It’s 8 a.m. Monday. The FBR Open will begin in 72 hours, and I’m in the office of tournament chairman Bryon Carney.
I want to chronicle the chaos that must be Carney’s life so close to kickoff. The tournament has been a year in the planning and Carney has worked thousands of hours to make sure everything is just right, but in an event of the Open’s magnitude, something always goes wrong.
I expect Carney to be in full sweat, ironing out last-minute details and dealing with unexpected twists. Maybe even on his knees, praying for sunny skies.
Instead, he looks like a man who just finished a gourmet meal and is about to take a moonlit walk on the beach. The Phoenix Thunderbirds are old hands at running the golf tournament, and Carney has a steady hand on the wheel.
"I’m pretty calm," Carney says. "We’re in executing mode now."
It took Carney a year to get to this point. He started his job on the 18th green on Sunday of last year’s Open, taking the microphone from thenchairman Greg Hoyt and telling fans, "Thanks for coming, I’ll see you next year."
Carney spent the next month filling out his assignment book, giving jobs to the 55 active Thunderbirds and approximately 100 Life Thunderbirds who oversee various aspects of the Open, such as the corporate village, the merchandise tent, etc.

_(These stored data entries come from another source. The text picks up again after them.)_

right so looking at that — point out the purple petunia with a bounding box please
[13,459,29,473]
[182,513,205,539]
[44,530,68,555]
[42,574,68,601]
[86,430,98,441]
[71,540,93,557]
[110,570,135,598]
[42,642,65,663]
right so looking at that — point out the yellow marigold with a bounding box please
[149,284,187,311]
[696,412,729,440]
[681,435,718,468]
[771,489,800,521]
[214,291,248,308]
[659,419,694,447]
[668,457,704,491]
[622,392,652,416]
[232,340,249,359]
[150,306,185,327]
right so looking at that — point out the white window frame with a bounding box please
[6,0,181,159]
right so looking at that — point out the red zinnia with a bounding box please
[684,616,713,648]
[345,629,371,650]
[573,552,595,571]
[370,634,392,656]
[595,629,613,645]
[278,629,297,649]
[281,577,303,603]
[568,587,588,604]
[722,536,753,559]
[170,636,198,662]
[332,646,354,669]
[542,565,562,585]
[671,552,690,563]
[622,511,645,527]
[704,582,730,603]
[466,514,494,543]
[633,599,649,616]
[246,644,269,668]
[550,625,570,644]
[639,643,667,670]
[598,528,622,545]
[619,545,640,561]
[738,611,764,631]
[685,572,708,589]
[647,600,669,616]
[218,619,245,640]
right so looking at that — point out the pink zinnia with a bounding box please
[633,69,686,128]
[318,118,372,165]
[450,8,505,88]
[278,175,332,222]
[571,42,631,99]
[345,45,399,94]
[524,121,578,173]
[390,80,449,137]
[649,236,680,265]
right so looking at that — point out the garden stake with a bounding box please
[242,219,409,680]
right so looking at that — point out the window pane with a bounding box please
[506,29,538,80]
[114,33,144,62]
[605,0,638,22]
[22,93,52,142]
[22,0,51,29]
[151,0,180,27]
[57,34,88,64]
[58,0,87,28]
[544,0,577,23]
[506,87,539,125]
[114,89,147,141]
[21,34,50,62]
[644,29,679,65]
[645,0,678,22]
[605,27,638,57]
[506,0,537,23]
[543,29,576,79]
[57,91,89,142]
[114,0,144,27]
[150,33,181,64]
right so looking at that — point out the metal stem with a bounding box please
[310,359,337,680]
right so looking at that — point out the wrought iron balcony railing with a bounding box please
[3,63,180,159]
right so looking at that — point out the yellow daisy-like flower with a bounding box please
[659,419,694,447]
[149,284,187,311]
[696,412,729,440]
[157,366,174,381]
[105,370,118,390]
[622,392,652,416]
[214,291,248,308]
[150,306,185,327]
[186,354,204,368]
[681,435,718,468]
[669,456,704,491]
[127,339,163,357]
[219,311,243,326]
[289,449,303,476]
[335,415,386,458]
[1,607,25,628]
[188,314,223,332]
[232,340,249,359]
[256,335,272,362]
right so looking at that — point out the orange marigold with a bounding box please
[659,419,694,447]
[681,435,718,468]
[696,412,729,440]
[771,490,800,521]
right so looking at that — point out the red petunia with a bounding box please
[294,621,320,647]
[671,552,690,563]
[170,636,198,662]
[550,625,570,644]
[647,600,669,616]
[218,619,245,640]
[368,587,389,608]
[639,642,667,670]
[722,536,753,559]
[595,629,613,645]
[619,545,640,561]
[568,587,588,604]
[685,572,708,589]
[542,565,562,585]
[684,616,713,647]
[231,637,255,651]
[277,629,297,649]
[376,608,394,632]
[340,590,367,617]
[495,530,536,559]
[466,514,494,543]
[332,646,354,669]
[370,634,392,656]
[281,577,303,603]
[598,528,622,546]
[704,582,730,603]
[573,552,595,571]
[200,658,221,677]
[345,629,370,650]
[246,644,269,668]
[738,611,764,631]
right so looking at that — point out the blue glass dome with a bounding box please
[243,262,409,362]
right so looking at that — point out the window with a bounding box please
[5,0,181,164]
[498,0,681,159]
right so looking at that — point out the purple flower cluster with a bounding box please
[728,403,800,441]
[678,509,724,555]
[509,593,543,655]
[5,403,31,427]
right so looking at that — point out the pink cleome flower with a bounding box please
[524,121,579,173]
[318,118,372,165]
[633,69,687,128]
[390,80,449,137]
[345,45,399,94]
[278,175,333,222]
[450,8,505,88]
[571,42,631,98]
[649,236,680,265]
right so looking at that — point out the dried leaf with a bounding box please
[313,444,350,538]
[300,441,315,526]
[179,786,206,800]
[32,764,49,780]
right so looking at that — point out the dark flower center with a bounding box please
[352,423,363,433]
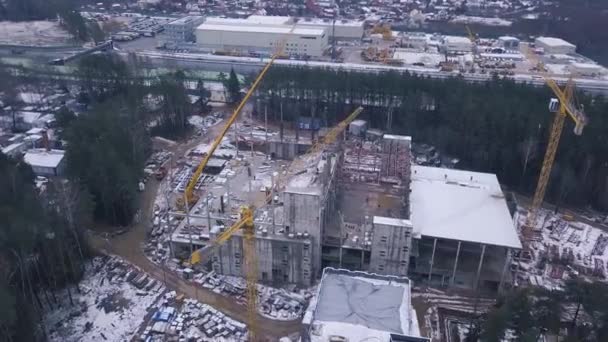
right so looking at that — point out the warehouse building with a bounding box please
[195,21,328,57]
[163,16,205,43]
[297,17,364,40]
[535,37,576,54]
[442,35,472,53]
[303,268,426,342]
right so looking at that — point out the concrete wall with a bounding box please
[297,20,364,40]
[283,191,322,276]
[369,217,413,276]
[268,140,311,160]
[212,233,313,285]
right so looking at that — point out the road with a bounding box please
[125,50,608,96]
[89,113,303,340]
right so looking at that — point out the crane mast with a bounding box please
[521,47,587,251]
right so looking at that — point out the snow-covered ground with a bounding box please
[516,207,608,288]
[0,21,73,46]
[138,292,248,341]
[44,256,165,342]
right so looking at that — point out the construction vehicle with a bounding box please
[521,47,587,252]
[187,107,364,340]
[371,23,393,40]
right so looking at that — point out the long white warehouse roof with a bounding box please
[535,37,576,48]
[197,23,325,36]
[410,165,522,249]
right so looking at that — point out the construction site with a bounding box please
[64,17,604,340]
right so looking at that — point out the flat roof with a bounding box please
[168,16,203,25]
[373,216,412,228]
[197,23,325,36]
[309,268,418,342]
[297,18,365,28]
[384,134,412,141]
[23,149,65,168]
[443,36,471,44]
[247,15,292,26]
[410,165,522,249]
[536,36,576,48]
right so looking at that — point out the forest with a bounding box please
[255,66,608,211]
[468,278,608,341]
[0,153,92,341]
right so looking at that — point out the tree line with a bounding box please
[255,66,608,211]
[468,278,608,341]
[0,153,92,341]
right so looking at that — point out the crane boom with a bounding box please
[182,24,297,205]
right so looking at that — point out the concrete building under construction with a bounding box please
[170,118,521,291]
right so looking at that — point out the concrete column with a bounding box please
[428,238,437,283]
[206,195,212,232]
[226,177,231,213]
[361,249,365,270]
[264,104,268,154]
[271,172,276,233]
[450,241,462,286]
[498,248,511,293]
[474,244,486,290]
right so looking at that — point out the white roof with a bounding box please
[2,142,24,155]
[247,15,292,26]
[310,268,419,342]
[23,149,65,168]
[350,119,366,127]
[373,216,412,228]
[197,23,324,36]
[410,165,522,249]
[383,134,412,141]
[19,111,42,124]
[443,35,472,44]
[168,15,203,25]
[535,36,575,48]
[571,62,603,71]
[297,18,364,28]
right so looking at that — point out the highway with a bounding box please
[2,43,608,95]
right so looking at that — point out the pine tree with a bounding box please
[227,68,241,104]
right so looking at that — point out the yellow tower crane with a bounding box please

The book became his Bible. And on the first day, Carney realized he couldn’t do it all by himself.
"I spent so much time on the assignments so I could delegate and trust people," Carney said. "Otherwise, the job is too big."
By April, Carney was spending one day a week preparing for the Open. Soon, it was a couple of days a week. Around Thanksgiving it became a full-time job.
"That’s where it went out of balance," said Carney, who took time off from his day job, managing principal and partowner of Grubb & Ellis, a commercial real estate firm. "I would wake up at 4 a.m., and that was it. Once you woke up your mind was filled with ideas and worries."
Yours would be, too, if you were responsible for 4,500 volunteers, 155 Thunderbirds, myriad issues such as security, transportation, skyboxes, concessions, etc., and, somewhere near the top of the list, keeping PGA Tour pros happy.
Last Sunday night, for example, Carney and assistant chairman Mike Haenel were on their way to a television interview when Haenel got a call from Jay Haas.
Haas wanted a double room for himself and his son, Bill Haas, both of whom are playing in the Open.
"We made some calls, figured it out and got it done," Carney said.
Hotel rooms can be handled. It’s the uncontrollable elements that will drive sane men crazy.
Like the weather.
The recent rains may be good for the Valley, but they’ve made Carney’s life miserable. The dirt parking lots around the Tournament Players Club course in Scottsdale became mud bogs. The course itself became difficult to manage because the grass was so wet it couldn’t be cut.
Carney became so paranoid about the weather raining on the Open’s parade that he changed his television viewing habits.
"Everybody else is watching ‘Desperate Housewives.’ I’m watching the Weather Channel," he said.
Fortunately, as Carney sits in his office on Monday morning, the long-range forecast calls for partly cloudy skies with temperatures in the low 70s.
Relieved, Carney begins his rounds, accompanied by Thunderbirds executive director John Bridger. He’s looking for brushfires that need extinguishing.
Bridger tells him the CBS tower constructed to the right of the 18th green is blocking the view of two tables in the Merrill Lynch skybox. The two men climb up the stairs to the skybox, take in the view and decide the tables should be moved.
A Thunderbird drives by in a cart.
"Did you fix the gallery rope on No. 16?" Carney asks.
On and on it goes. Somebody wants tickets. A couple of floorboards are loose in the corporate village. Garcia’s has set up its cocktail tables too close to the walking path along the food court. Nike and PING are squabbling over a banner Nike has put up near the expo tent.
Fortunately, the fixes are minor in nature. There’s no crisis to ruin Carney’s day.
"If it was raining it would be a completely different story," he says.
After touring the course for a couple of hours, Carney answers some 50 phone calls and e-mails, scarfs a brownie for lunch and sits in on a short meeting regarding security matters — 1,350 volunteers and more than 400 paid personnel protect and serve during the Open.
It’s about 2 p.m., and he needs to work on the speech he’ll give at Tuesday night’s FBR Opening Dinner.
I say goodbye. He’s ready to as well.